Slow-Roast Shoulder of Lamb with Palestinian Spices
This show-stopping roast is a great dish for entertaining. When slow-roasted in this way, the lamb becomes so meltingly soft that it falls off the bone, perfect for stuffing into pockets of flatbread alongside salads, yogurt and pickles, shawarma-style. Start it the night before, so the marinade has a chance to infuse the lamb. The pomegranate molasses will blacken a little in the oven, but don’t worry, that isn’t a sign that the meat is burning, it will still be utterly juicy and succulent under the crust.
- 4 1/2 lb./2kg whole shoulder of lamb, on the bone
- 3 tablespoons extra virgin olive oil
- about 1/2 cup/100ml unsweetened pomegranate molasses
- 5 garlic cloves, crushed
- 1/2 cup/25g cilantro, leaves and stalks, finely chopped, plus more to serve
- 1 1/2 tablespoons dried mint
- 1 1/2 teaspoons ground cumin
- 1 1/2 teaspoons ground allspice
- 1 1/2 tablespoons sumac, plus more to serve
- sea salt and freshly ground black pepper
- handful of pomegranate seeds, to serve
The day before you want to eat, place the lamb in a large roasting dish and slash the meat in a cross-hatch fashion on both sides, cutting deeply and right down to the bone.

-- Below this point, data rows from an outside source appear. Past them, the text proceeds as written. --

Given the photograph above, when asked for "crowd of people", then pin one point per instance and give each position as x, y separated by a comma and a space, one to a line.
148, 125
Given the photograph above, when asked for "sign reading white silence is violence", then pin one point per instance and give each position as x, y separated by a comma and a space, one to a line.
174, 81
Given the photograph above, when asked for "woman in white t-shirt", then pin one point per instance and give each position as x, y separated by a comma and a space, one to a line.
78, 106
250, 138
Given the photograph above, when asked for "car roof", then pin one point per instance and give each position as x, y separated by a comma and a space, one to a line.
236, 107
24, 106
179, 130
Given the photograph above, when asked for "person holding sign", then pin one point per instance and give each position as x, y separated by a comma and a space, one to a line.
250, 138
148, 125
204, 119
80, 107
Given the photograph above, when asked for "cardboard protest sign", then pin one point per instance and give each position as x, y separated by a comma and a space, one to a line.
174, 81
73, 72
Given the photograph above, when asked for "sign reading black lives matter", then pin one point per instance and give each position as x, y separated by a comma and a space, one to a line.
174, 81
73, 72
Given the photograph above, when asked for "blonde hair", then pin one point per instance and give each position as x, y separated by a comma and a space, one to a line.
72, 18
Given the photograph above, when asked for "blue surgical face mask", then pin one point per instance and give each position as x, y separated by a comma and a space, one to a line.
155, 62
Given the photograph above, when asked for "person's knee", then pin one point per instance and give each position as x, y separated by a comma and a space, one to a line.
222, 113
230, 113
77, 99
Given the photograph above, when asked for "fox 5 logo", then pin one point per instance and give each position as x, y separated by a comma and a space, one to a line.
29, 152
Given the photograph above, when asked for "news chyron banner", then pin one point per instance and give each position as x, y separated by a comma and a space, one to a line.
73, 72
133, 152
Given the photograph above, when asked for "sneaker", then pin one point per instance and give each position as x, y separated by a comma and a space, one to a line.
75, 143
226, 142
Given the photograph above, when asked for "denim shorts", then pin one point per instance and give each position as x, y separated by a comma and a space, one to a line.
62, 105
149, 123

Mix the remaining ingredients together, except the pomegranate seeds, seasoning with 21/2 teaspoons salt and 1 teaspoon pepper. Rub this marinade into the meat, then spend some time massaging it into all the little nooks and crannies. Cover and place in the fridge to marinate overnight.
The next day, take the lamb out of the fridge 20 minutes before you cook it so it comes to room temperature. Preheat the oven to 325°F/160°C.
Pour a mug of just-boiled water into the roasting dish, then place the lamb in the middle of the oven. After 30 minutes, cover it with foil to stop the edges burning and baste the meat every hour. Cook for about 4 hours. You’ll know it is ready when it is so soft that you can easily pull the meat from the bone.
When the lamb is cooked, leave it to rest for 15 minutes. Scatter with pomegranate seeds and cilantro just before serving, and have some sumac handy at the table to sprinkle over each portion.